Laporan Wartawan Tribunnews.com, Fitri Wulandari
TRIBUNNEWS.COM, BARCELONA - Ribuan orang tampak memadati jalanan Barcelona, Spanyol untuk memprotes keputusan raksasa otomotif Jepang, Nissan yang berencana menutup pabriknya di wilayah tersebut.
Rencana penutupan pabrik itu diperkirakan akan mengakibatkan hilangnya nyaris 3.000 tenaga kerja.
Baca: 10 Maskapai Penerbangan di Dunia yang Paling Terpukul karena Pandemi Virus Corona
Dikutip dari laman Russia Today, Jumat (29/5/2020), para pengunjuk rasa menyalakan lilin dan membakar ban selama berlangsungnya aksi protes.
Sementara serikat pekerja pabrikan mobil itu mengatakan pada Kamis kemarin bahwa mereka berencana untuk membentuk blokade di sekitar pabrik utama di Barcelona.
Dilakukannya aksi protes ini menyusul pernyataan CEO Nissan Makoto Uchida yang mengumumkan keputusan untuk menutup pabrik sebagai bagian dari rencana restrukturisasi perusahaan yang tersebar di seluruh dunia.
Menurut pemerintah Spanyol, Nissan tetap mengambil keputusan untuk mengakhiri operasi di Barcelona, meskipun ada usulan dari pemerintah setempat untuk menjaga pabrik agar tetap beroperasi.
Penutupan pabrik yang memproduksi pickup dan van ini disebut akan mengakibatkan kerugian sebesar 1 miliar Euro atau setara 1,1 miliar dolar Amerika Serikat (AS).

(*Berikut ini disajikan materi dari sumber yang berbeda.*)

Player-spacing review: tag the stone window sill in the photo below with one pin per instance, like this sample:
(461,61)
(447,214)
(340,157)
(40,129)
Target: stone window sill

Menteri Perekonomian Spanyol Nadio Calvino mengatakan bahwa pemerintah akan terus bekerja sama dengan Nissan dan otoritas lokal serta regional.
"Kami jelas menyesali keputusan ini, tapi kami akan melihat bagaimana upaya untuk melanjutkan dan kemungkinan mencari solusi alternatif (demi menyelamatkan pabrik)," kata Calvino.
Produsen mobil tersebut dikabarkan berencana untuk merelokasi produksi pickup Navara ke Afrika Selatan.
Sementara Van e-NV200 akan dibangun di pabrik Renault di Maubeuge, Prancis.
Pada awal bulan ini, Nissan telah membantah laporan yang menyebut bahwa mereka berencana mengurangi kehadiran Eropa dan fokus pada AS, China, dan Jepang.
Baca: Platform Digital Kebobolan, Kominfo Perketat Pengawasan Dompet Digital
Terkait aksi unjuk rasa ini, para pekerja telah melakukan protes sejak awal Mei lalu, setelah perusahaan tersebut hanya melanjutkan kembali produksinya.
Namun kemudian menutup sementara operasional karena dampak dari pandemi virus corona (Covid-19).